Zumindest im Fall der Kriege, überlegten wir, sind Menschenrechte die neue Rechtfertigungsstrategie nach dem Wegfall des Ostblocks. Damals wurden Kriege damit rechtfertigt, gegen den realexistierenden Sozialismus vorgehen zu müssen.
Wir haben weiter überlegt, wie wir dieser neuen Strategie begegnen können, welche Konsequenzen wir für unsere politische Arbeit ziehen:
  • Neusprech demaskieren und veröffentlichen
  • Überspitzung und Kommunikationsguerilla
  • wirkliche Gründe offenlegen, Verknüpfungen herstellen, Gegenöffentlichkeit
  • Selbstbestimmung einfordern
  • Bsp. Migration: offene Grenzen und das Recht auf selbstbestimmtes Fluten fordern. Es gibt auch Möglichkeiten, nicht nur zu fordern, sondern zu handeln, Fluchthilfe zu praktizieren Bsp. Selbsthilfegruppen, "Krüppelinitiative" Bsp. "autonome pränatale Diagnostik" - dieser Punkt war heftig umstritten. Die einen waren der Meinung, daß bei unabhängiger und guter Beratung pränatale Diagnostik angewendet werden könne, die anderen fanden allein schon die Existenz einer solchen Technologie problematisch, da dadurch die Möglichkeit der vorgeburtlichen Selektion angelegt ist.
  • Bsp. positiver Begriff von selbstbestimmter Sexualität und Kinderkriegen
  • ExpertInnenmacht hinterfragen und selbst entscheiden
  • Wissen selbstbestimmt aneignen, Wissen weitergeben, Wissen einfacher erklären
  • Imageverschmutzungen (Bsp. Demo "Für ein Verbot der SPD", Lufthansa-Aktion ?deportation class?)

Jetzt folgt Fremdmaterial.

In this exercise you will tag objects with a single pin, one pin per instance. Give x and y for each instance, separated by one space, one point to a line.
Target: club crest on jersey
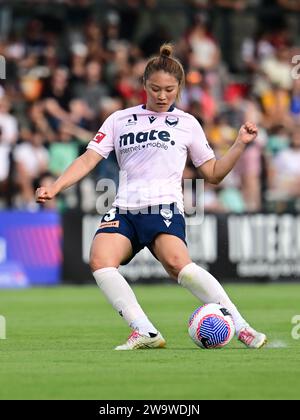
99 137
152 119
171 121
132 121
110 215
166 213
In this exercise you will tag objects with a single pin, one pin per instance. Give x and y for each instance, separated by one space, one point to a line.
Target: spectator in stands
5 151
8 123
31 159
286 178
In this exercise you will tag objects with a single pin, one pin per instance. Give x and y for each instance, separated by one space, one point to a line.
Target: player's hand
248 133
43 194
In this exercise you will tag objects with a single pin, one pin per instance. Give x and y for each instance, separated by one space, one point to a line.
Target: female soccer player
151 142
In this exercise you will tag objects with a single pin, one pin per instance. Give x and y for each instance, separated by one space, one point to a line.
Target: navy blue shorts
143 227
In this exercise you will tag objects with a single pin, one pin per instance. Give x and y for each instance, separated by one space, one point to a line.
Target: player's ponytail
167 63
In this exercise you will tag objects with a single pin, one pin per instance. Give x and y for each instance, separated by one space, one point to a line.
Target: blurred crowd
70 64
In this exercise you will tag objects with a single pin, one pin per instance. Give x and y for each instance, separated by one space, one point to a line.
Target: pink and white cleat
138 341
251 338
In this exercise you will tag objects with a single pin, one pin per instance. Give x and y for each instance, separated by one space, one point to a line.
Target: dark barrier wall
254 247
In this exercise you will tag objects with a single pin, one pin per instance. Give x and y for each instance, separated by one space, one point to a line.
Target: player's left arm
215 170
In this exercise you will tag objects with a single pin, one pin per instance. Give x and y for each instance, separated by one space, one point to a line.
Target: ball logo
171 121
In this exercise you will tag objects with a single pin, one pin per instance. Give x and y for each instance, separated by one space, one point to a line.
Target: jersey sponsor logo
103 225
132 121
171 121
142 137
152 119
166 213
99 137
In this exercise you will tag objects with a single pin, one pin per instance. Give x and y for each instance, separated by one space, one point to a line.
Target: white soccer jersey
151 149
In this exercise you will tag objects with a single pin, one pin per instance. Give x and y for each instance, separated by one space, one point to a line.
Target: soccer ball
211 326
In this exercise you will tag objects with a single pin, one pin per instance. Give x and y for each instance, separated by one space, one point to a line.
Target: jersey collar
172 107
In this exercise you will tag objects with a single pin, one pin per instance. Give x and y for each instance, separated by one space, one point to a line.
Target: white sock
206 288
120 295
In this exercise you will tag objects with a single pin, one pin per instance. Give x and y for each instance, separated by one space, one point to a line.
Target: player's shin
206 288
120 295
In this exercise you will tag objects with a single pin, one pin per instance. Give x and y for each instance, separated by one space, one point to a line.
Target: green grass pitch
60 346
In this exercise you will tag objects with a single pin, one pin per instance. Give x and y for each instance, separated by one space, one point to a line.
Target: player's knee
96 263
175 264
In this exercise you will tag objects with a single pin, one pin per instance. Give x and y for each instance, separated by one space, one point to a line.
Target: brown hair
167 63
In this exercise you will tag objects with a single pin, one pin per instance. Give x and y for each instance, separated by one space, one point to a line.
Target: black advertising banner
245 247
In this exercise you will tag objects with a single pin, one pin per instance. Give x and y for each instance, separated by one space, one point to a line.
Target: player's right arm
74 173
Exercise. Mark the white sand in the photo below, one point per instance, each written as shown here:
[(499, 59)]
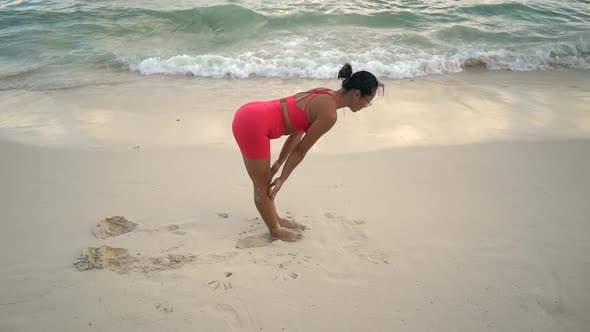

Abends gabs dann noch eine nichtprotokollierte Diskussion über die Kontinuität in der politischen Arbeit. An folgende Punkte kann ich mich noch erinnern:
  • als wichtigste Voraussetzung sahen wir eine feste Gruppe an, die sich schwerpunktmäßig mit einem oder mehreren Themen beschäftigt, aber eine gesamtgesellschaftliche Perspektive hat - im Gegensatz dazu ist eine Gruppe, die sich nur für die Zeit der Expo oder eines anderen Großereignisses gründet, eine schlechte Voraussetzung für Kontinuität
  • wir berichteten von den Schwierigkeiten, die wir in den Städten mit festen oder nicht vorhandenen festen Gruppen haben - die Mobilisierung auf Großereignisse nur als kleine Schritte zur Verwirklichung unserer Ziele ansehen
  • zu Kontinuität gehörte für uns auch die Verankerung in der Gesellschaft, d.h. Zusammenarbeit in bestimmten Fällen mit Betroffenen, Gewerkschaften, StudentInnen usw.
  • ???

Sonntag
Am Sonntag-Vormittag beschäftigten wir uns noch mit dem Thema Humangenetik. Eine Person hatte dazu ein Referat vorbereitet:
  • der Themenpark Mensch auf der Expo einschließlich Film, der dort gezeigt wird
  • wie weit ist die Forschung wirklich

Daran schloß sich noch eine Diskussion über pränataldiagnostische Methoden an.

Schlußbewertung
Die geringe TeilnehmerInnenzahl spiegelt die geringe Verankerung in lokalen Gruppen wider. Auch aus verschiedenen Teilbewegungen war niemand da (z.T. trotz fester Zusage, als ReferentIn zu kommen). Wir möchten in Zukunft keine Vernetzungsstruktur mehr aufrecht erhalten, ohne funktionierende lokale Gruppen zu haben. Obwohl das ursprüngliche Konzept nicht durchgeführt werden konnte, war das Seminar nicht umsonst. Diskussionen, wie sie dort geführt wurden, kommen in den Städten selbst in vorhandenen funktionierenden Gruppen oft zu kurz.
Das Seminar hat nicht dazu beigetragen, konkrete Schritte der weiteren Zusammenarbeit zu klären. Wie oben schon erwähnt, wollen wir die Zusammenarbeit ohne lokale Verankerung auch nicht weiter aufrecht erhalten.
Stattdessen war das Seminar für einige von uns dazu gut, zu klären, mit welchen Themen wir uns in Zukunft beschäftigen wollen, wie wir die Verknüpfung zwischen den einzelnen Teilbereichen herstellen und wie wir persönlich demnächst weitermachen.